As per the agreement, the Greater Omaha Economic Development Partnership will be joined by regional organizations in Iowa including Advance Southwest Iowa – the freshly minted public-private partnership of the City of Council Bluffs.
Gov. Branstad said there is a national trend throughout the U.S. towards building mutually-beneficial economic development partnerships. He added that this type of regional approach would give them more clout on the national scene and help bring more jobs to southwest Iowa.
Gov. Heineman said a strong regional economy benefits both states, and added that one of the most exciting parts of this announcement was that the Greater Omaha EDP will now be able to provide inquiring companies and clients with more choices.
Other Iowa entities that will formally join the Greater Omaha EDP include the Council Bluffs Chamber of Commerce, Iowa West Foundation, Pottawattamie County and the Western Iowa Development Association.

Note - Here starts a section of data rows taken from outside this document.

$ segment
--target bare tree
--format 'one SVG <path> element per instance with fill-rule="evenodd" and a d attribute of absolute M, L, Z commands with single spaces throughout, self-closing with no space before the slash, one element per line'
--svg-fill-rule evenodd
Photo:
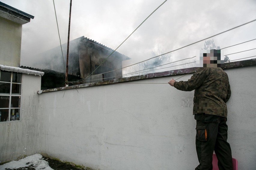
<path fill-rule="evenodd" d="M 229 58 L 228 58 L 228 57 L 227 57 L 227 56 L 225 56 L 225 58 L 224 58 L 224 63 L 226 63 L 226 62 L 230 62 L 230 60 L 229 60 Z"/>
<path fill-rule="evenodd" d="M 204 45 L 204 48 L 202 48 L 202 50 L 212 50 L 220 49 L 221 48 L 219 46 L 216 46 L 214 43 L 214 41 L 213 39 L 212 40 L 206 40 Z"/>

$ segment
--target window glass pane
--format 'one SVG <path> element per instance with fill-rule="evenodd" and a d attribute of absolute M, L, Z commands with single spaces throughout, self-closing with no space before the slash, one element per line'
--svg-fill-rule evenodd
<path fill-rule="evenodd" d="M 0 109 L 0 122 L 8 121 L 9 112 L 9 109 Z"/>
<path fill-rule="evenodd" d="M 11 83 L 0 82 L 0 94 L 10 94 Z"/>
<path fill-rule="evenodd" d="M 12 82 L 21 83 L 21 73 L 12 72 Z"/>
<path fill-rule="evenodd" d="M 0 75 L 0 81 L 11 82 L 11 72 L 6 71 L 1 71 Z"/>
<path fill-rule="evenodd" d="M 12 96 L 11 99 L 11 107 L 20 107 L 20 96 Z"/>
<path fill-rule="evenodd" d="M 10 121 L 20 120 L 20 109 L 11 109 L 11 116 Z"/>
<path fill-rule="evenodd" d="M 6 108 L 9 107 L 10 97 L 0 96 L 0 108 Z"/>
<path fill-rule="evenodd" d="M 11 87 L 11 94 L 20 95 L 21 89 L 21 84 L 12 84 Z"/>

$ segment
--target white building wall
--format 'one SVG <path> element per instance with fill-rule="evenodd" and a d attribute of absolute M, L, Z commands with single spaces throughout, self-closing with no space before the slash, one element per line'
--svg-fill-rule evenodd
<path fill-rule="evenodd" d="M 37 152 L 37 111 L 41 76 L 23 74 L 20 120 L 0 122 L 0 163 Z"/>
<path fill-rule="evenodd" d="M 22 25 L 0 17 L 0 64 L 20 66 Z"/>
<path fill-rule="evenodd" d="M 256 167 L 255 69 L 225 70 L 228 140 L 239 169 Z M 194 169 L 194 91 L 167 84 L 182 75 L 41 94 L 38 152 L 102 170 Z M 148 84 L 156 83 L 165 84 Z"/>

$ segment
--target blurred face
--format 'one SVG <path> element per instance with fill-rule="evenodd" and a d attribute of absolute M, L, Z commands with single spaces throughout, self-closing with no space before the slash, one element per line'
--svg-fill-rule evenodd
<path fill-rule="evenodd" d="M 211 57 L 204 57 L 203 58 L 203 63 L 204 64 L 210 64 Z"/>

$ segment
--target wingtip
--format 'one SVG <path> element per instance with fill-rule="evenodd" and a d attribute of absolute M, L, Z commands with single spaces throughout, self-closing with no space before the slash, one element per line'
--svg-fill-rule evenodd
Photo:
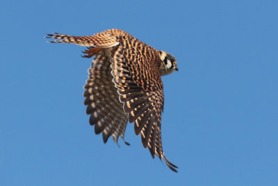
<path fill-rule="evenodd" d="M 165 161 L 165 163 L 167 164 L 167 166 L 174 172 L 177 173 L 178 171 L 177 170 L 177 169 L 179 169 L 179 167 L 174 164 L 173 164 L 172 163 L 171 163 L 170 162 L 169 162 L 168 160 L 167 160 L 165 157 L 164 157 L 164 160 Z"/>

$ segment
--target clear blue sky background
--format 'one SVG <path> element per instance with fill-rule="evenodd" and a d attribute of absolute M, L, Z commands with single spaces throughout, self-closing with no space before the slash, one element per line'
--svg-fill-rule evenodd
<path fill-rule="evenodd" d="M 277 1 L 3 1 L 0 185 L 278 185 Z M 45 33 L 123 29 L 172 54 L 163 148 L 119 148 L 83 105 L 91 59 Z"/>

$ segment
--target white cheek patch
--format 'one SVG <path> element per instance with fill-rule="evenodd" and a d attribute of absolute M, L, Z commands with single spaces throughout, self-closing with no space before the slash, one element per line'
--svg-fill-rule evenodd
<path fill-rule="evenodd" d="M 170 69 L 172 67 L 172 63 L 169 59 L 167 60 L 167 65 L 165 67 L 167 69 Z"/>
<path fill-rule="evenodd" d="M 162 61 L 163 61 L 164 59 L 165 59 L 167 54 L 166 54 L 166 53 L 165 52 L 163 52 L 163 51 L 161 51 L 161 52 L 162 52 L 162 54 L 161 55 L 161 59 Z"/>

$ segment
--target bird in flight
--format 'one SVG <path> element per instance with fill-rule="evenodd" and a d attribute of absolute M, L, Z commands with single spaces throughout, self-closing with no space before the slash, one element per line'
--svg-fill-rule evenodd
<path fill-rule="evenodd" d="M 164 159 L 177 172 L 177 166 L 164 154 L 161 142 L 161 111 L 164 95 L 161 76 L 178 70 L 177 61 L 169 53 L 156 49 L 129 33 L 109 29 L 90 36 L 72 36 L 54 33 L 49 42 L 72 43 L 87 47 L 83 57 L 95 56 L 89 79 L 84 86 L 84 104 L 90 124 L 96 134 L 102 133 L 117 144 L 124 141 L 127 121 L 134 123 L 136 135 L 141 134 L 144 148 L 153 158 Z"/>

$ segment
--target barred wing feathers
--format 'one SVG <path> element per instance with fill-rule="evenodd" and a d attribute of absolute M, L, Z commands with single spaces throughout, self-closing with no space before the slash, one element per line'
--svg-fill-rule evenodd
<path fill-rule="evenodd" d="M 89 79 L 84 86 L 84 104 L 87 105 L 87 114 L 90 114 L 90 124 L 95 125 L 95 133 L 102 132 L 104 143 L 110 136 L 117 143 L 119 136 L 124 139 L 127 115 L 122 109 L 123 104 L 119 101 L 117 89 L 111 81 L 110 65 L 109 57 L 106 56 L 104 50 L 96 55 L 88 70 Z"/>
<path fill-rule="evenodd" d="M 130 43 L 129 43 L 130 42 Z M 134 42 L 139 42 L 135 44 Z M 127 42 L 127 43 L 126 43 Z M 136 134 L 141 134 L 142 143 L 148 147 L 152 156 L 165 159 L 174 171 L 177 166 L 169 162 L 163 153 L 161 143 L 161 111 L 163 108 L 163 87 L 155 49 L 145 46 L 138 40 L 125 39 L 111 52 L 113 82 L 117 88 L 120 100 L 128 114 L 129 123 L 135 123 Z M 145 49 L 126 46 L 143 47 Z"/>

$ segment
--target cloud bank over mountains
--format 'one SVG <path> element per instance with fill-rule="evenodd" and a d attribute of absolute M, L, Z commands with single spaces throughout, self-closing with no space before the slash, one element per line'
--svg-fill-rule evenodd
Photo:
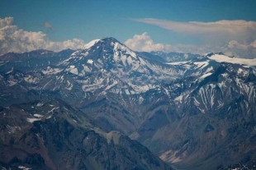
<path fill-rule="evenodd" d="M 204 54 L 222 52 L 229 56 L 256 57 L 256 22 L 246 21 L 219 21 L 216 22 L 177 22 L 152 18 L 131 19 L 137 22 L 159 26 L 192 39 L 202 39 L 203 44 L 165 44 L 155 43 L 144 32 L 128 39 L 124 44 L 135 51 L 164 51 Z M 44 27 L 53 30 L 50 22 Z M 88 39 L 92 40 L 92 39 Z M 0 55 L 24 53 L 36 49 L 60 51 L 82 48 L 86 43 L 80 39 L 62 42 L 53 41 L 42 31 L 26 31 L 13 25 L 12 17 L 0 18 Z"/>
<path fill-rule="evenodd" d="M 223 20 L 216 22 L 178 22 L 154 18 L 138 18 L 131 21 L 157 25 L 177 34 L 200 39 L 204 42 L 201 45 L 172 45 L 172 48 L 176 48 L 177 51 L 200 54 L 222 52 L 227 55 L 241 57 L 256 57 L 256 22 L 254 21 Z M 144 36 L 144 34 L 140 36 Z M 135 40 L 135 36 L 133 39 Z M 131 40 L 126 43 L 129 44 L 131 44 L 130 42 Z M 145 47 L 148 46 L 146 42 L 144 46 L 140 43 L 140 46 L 148 48 Z"/>
<path fill-rule="evenodd" d="M 85 44 L 83 39 L 73 39 L 63 42 L 50 40 L 41 32 L 26 31 L 13 24 L 12 17 L 0 18 L 0 55 L 9 53 L 24 53 L 36 49 L 60 51 L 65 48 L 77 49 Z M 49 22 L 45 26 L 51 29 Z"/>

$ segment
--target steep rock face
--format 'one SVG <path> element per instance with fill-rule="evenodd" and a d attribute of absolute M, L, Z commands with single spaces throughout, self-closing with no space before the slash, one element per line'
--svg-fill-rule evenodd
<path fill-rule="evenodd" d="M 172 169 L 138 142 L 116 131 L 105 132 L 62 101 L 2 110 L 2 168 Z"/>
<path fill-rule="evenodd" d="M 4 62 L 1 105 L 61 99 L 100 128 L 130 136 L 181 169 L 251 163 L 255 60 L 208 53 L 166 62 L 160 56 L 105 38 L 33 71 Z"/>

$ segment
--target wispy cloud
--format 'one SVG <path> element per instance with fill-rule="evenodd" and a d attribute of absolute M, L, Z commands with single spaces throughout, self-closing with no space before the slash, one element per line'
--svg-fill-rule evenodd
<path fill-rule="evenodd" d="M 170 44 L 155 44 L 146 32 L 142 34 L 135 34 L 129 39 L 125 44 L 135 51 L 164 51 L 164 52 L 181 52 L 178 48 Z"/>
<path fill-rule="evenodd" d="M 212 44 L 164 44 L 154 43 L 151 37 L 146 33 L 142 34 L 135 34 L 132 39 L 129 39 L 125 42 L 133 50 L 135 51 L 164 51 L 166 53 L 177 52 L 185 53 L 198 53 L 205 54 L 206 53 L 222 52 L 228 56 L 236 56 L 240 57 L 255 58 L 256 57 L 256 41 L 248 44 L 239 44 L 232 40 L 224 45 Z"/>
<path fill-rule="evenodd" d="M 83 39 L 73 39 L 62 42 L 50 40 L 47 34 L 41 31 L 32 32 L 18 29 L 12 25 L 13 18 L 0 18 L 0 55 L 9 53 L 24 53 L 36 49 L 60 51 L 65 48 L 77 49 L 85 44 Z M 45 26 L 51 28 L 50 23 Z"/>
<path fill-rule="evenodd" d="M 256 57 L 255 21 L 223 20 L 215 22 L 178 22 L 154 18 L 130 20 L 203 40 L 204 44 L 201 45 L 184 43 L 172 46 L 180 51 L 201 54 L 205 52 L 222 52 L 241 57 Z"/>
<path fill-rule="evenodd" d="M 50 22 L 45 22 L 45 25 L 44 25 L 44 27 L 48 29 L 48 30 L 53 30 L 53 28 L 52 28 L 51 25 L 50 24 Z"/>
<path fill-rule="evenodd" d="M 187 35 L 197 35 L 205 40 L 242 40 L 256 39 L 256 22 L 243 20 L 218 21 L 215 22 L 178 22 L 154 18 L 130 19 L 134 21 L 154 25 L 161 28 Z"/>

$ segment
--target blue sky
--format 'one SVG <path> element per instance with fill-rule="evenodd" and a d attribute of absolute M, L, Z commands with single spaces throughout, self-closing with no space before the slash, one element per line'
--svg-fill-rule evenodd
<path fill-rule="evenodd" d="M 256 38 L 252 37 L 251 39 L 249 38 L 248 34 L 254 34 L 254 31 L 247 33 L 247 35 L 242 38 L 231 35 L 223 37 L 222 34 L 226 35 L 228 31 L 224 30 L 222 27 L 216 28 L 219 30 L 210 33 L 203 30 L 201 32 L 204 34 L 200 34 L 201 28 L 205 27 L 204 23 L 212 22 L 214 25 L 218 25 L 220 23 L 217 21 L 223 20 L 256 21 L 254 0 L 0 0 L 0 2 L 1 19 L 11 16 L 13 18 L 12 25 L 17 25 L 18 30 L 42 31 L 47 39 L 53 42 L 78 39 L 87 43 L 97 38 L 111 36 L 126 43 L 130 39 L 135 41 L 134 36 L 137 34 L 143 36 L 141 39 L 153 41 L 151 48 L 144 48 L 145 51 L 155 49 L 154 48 L 155 44 L 162 44 L 168 45 L 164 46 L 163 51 L 175 51 L 176 48 L 176 51 L 200 53 L 204 50 L 221 50 L 221 45 L 228 46 L 232 40 L 235 41 L 232 44 L 235 47 L 239 45 L 254 47 L 252 43 Z M 154 21 L 149 21 L 149 18 Z M 184 29 L 193 26 L 190 25 L 190 21 L 200 22 L 194 27 L 194 30 L 198 30 L 197 33 Z M 184 23 L 188 25 L 180 25 L 181 29 L 176 26 Z M 254 29 L 254 24 L 252 30 Z M 235 25 L 237 25 L 237 22 L 235 22 Z M 226 24 L 225 23 L 223 26 L 226 26 Z M 221 30 L 224 31 L 220 32 Z M 244 31 L 248 32 L 247 30 Z M 144 34 L 145 32 L 146 34 Z M 212 36 L 206 35 L 209 34 Z M 244 32 L 237 34 L 244 34 Z M 217 40 L 218 34 L 220 34 L 220 41 Z M 140 46 L 131 43 L 130 40 L 130 46 Z M 216 44 L 219 44 L 220 47 Z M 168 48 L 169 46 L 173 48 Z M 195 50 L 197 46 L 202 48 L 201 52 Z M 135 50 L 142 49 L 139 47 Z M 227 49 L 222 50 L 227 51 Z M 254 52 L 249 52 L 249 55 L 253 55 L 252 53 Z M 236 53 L 239 53 L 236 51 Z"/>

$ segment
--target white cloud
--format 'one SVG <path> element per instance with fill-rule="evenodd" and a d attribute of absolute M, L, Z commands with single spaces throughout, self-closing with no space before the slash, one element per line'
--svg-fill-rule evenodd
<path fill-rule="evenodd" d="M 236 56 L 240 57 L 254 58 L 256 57 L 256 40 L 249 44 L 239 44 L 235 40 L 231 40 L 221 45 L 213 44 L 154 44 L 146 32 L 142 34 L 135 34 L 132 39 L 125 42 L 133 50 L 135 51 L 164 51 L 166 53 L 177 52 L 185 53 L 205 54 L 207 53 L 224 53 L 228 56 Z"/>
<path fill-rule="evenodd" d="M 170 44 L 154 44 L 150 36 L 146 32 L 142 34 L 135 34 L 132 39 L 129 39 L 125 44 L 135 51 L 164 51 L 164 52 L 181 52 L 178 48 Z"/>
<path fill-rule="evenodd" d="M 222 52 L 240 57 L 256 57 L 255 21 L 223 20 L 216 22 L 177 22 L 153 18 L 131 20 L 186 34 L 192 39 L 199 39 L 204 43 L 201 45 L 173 45 L 185 53 L 202 54 L 208 52 Z"/>
<path fill-rule="evenodd" d="M 13 18 L 0 18 L 0 55 L 9 53 L 24 53 L 36 49 L 60 51 L 65 48 L 77 49 L 84 46 L 83 39 L 73 39 L 64 42 L 51 41 L 41 32 L 26 31 L 12 25 Z M 45 26 L 51 28 L 50 24 Z"/>
<path fill-rule="evenodd" d="M 218 21 L 216 22 L 177 22 L 167 20 L 153 18 L 131 19 L 132 21 L 149 25 L 154 25 L 161 28 L 180 34 L 200 36 L 200 38 L 210 40 L 254 40 L 256 39 L 256 22 L 243 20 Z"/>
<path fill-rule="evenodd" d="M 44 25 L 44 27 L 49 30 L 52 30 L 51 25 L 50 24 L 50 22 L 45 22 Z"/>

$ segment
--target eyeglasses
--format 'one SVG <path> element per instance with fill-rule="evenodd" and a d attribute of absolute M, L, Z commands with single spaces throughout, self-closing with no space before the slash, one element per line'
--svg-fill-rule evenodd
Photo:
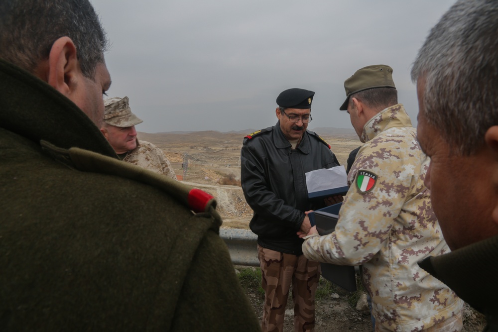
<path fill-rule="evenodd" d="M 289 120 L 290 122 L 294 122 L 295 123 L 299 122 L 299 120 L 302 121 L 303 123 L 309 123 L 312 120 L 313 120 L 313 118 L 311 117 L 311 115 L 298 116 L 297 115 L 288 115 L 284 111 L 282 111 L 282 112 L 284 113 L 284 115 L 289 118 Z"/>

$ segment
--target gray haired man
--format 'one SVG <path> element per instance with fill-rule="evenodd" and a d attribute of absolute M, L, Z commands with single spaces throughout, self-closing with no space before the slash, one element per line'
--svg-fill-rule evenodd
<path fill-rule="evenodd" d="M 425 184 L 452 252 L 420 266 L 498 331 L 498 1 L 461 0 L 431 30 L 411 72 Z"/>

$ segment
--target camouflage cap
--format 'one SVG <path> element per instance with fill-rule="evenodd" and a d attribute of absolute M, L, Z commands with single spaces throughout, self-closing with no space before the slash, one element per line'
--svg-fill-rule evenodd
<path fill-rule="evenodd" d="M 116 127 L 131 127 L 141 123 L 143 121 L 131 112 L 128 97 L 113 97 L 104 101 L 106 110 L 104 112 L 104 122 Z"/>
<path fill-rule="evenodd" d="M 349 97 L 357 92 L 374 88 L 393 88 L 392 68 L 385 65 L 367 66 L 356 71 L 352 76 L 344 81 L 346 101 L 339 108 L 341 111 L 348 109 Z"/>

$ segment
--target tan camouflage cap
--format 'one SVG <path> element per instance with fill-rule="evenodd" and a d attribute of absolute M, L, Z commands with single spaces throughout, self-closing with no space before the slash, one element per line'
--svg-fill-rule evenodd
<path fill-rule="evenodd" d="M 392 68 L 385 65 L 367 66 L 356 71 L 352 76 L 344 81 L 346 101 L 339 108 L 341 111 L 348 109 L 348 103 L 351 95 L 374 88 L 393 88 Z"/>
<path fill-rule="evenodd" d="M 131 112 L 128 102 L 128 97 L 113 97 L 104 101 L 106 107 L 104 122 L 122 128 L 131 127 L 143 122 Z"/>

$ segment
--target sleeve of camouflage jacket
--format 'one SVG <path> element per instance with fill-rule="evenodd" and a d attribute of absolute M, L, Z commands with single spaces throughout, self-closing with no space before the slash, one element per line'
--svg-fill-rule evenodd
<path fill-rule="evenodd" d="M 389 245 L 391 228 L 402 227 L 404 223 L 400 220 L 404 216 L 403 205 L 416 194 L 421 166 L 411 152 L 414 142 L 384 136 L 362 147 L 348 175 L 350 187 L 335 230 L 327 235 L 306 237 L 303 251 L 307 257 L 357 265 Z M 367 192 L 362 192 L 356 183 L 362 171 L 377 176 L 374 187 Z"/>

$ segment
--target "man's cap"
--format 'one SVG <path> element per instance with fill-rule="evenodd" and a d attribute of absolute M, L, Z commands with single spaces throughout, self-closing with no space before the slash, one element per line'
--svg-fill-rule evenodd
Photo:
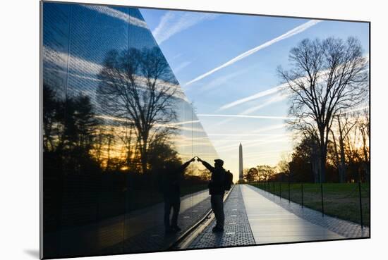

The Iowa West Foundation, which played a key role in the development of the two-state collaboration, announced a grant of $2.2 million over the next five years to support economic development through the new regional partnership and the Council Bluffs Chamber of Commerce.
Pete Tulipana, president and CEO of the Iowa West Foundation, said the foundation served as a convener of the Iowa partners to begin the dialogue on regional economic development.
Bob Mundt, president and CEO, Council Bluffs Chamber of Commerce, said the Iowa coalition inquired about joining the Partnership in early 2013 after observing the successes and synergies of communities working together as an economic development region.
The two-state partnership will be focusing on a five-year program that will include business retention and expansion, talent recruitment, and entrepreneurship and innovation.
J. Mac Holladay, CEO of Market Street Services which provides strategic economic development planning services, said no other two-state regional program is working on all three of these areas.
Advance Southwest Iowa’s newly hired executive director Mike Dellinger will have an office at the Greater Omaha Chamber so as to allow for a close working relationship with the entire Partnership team.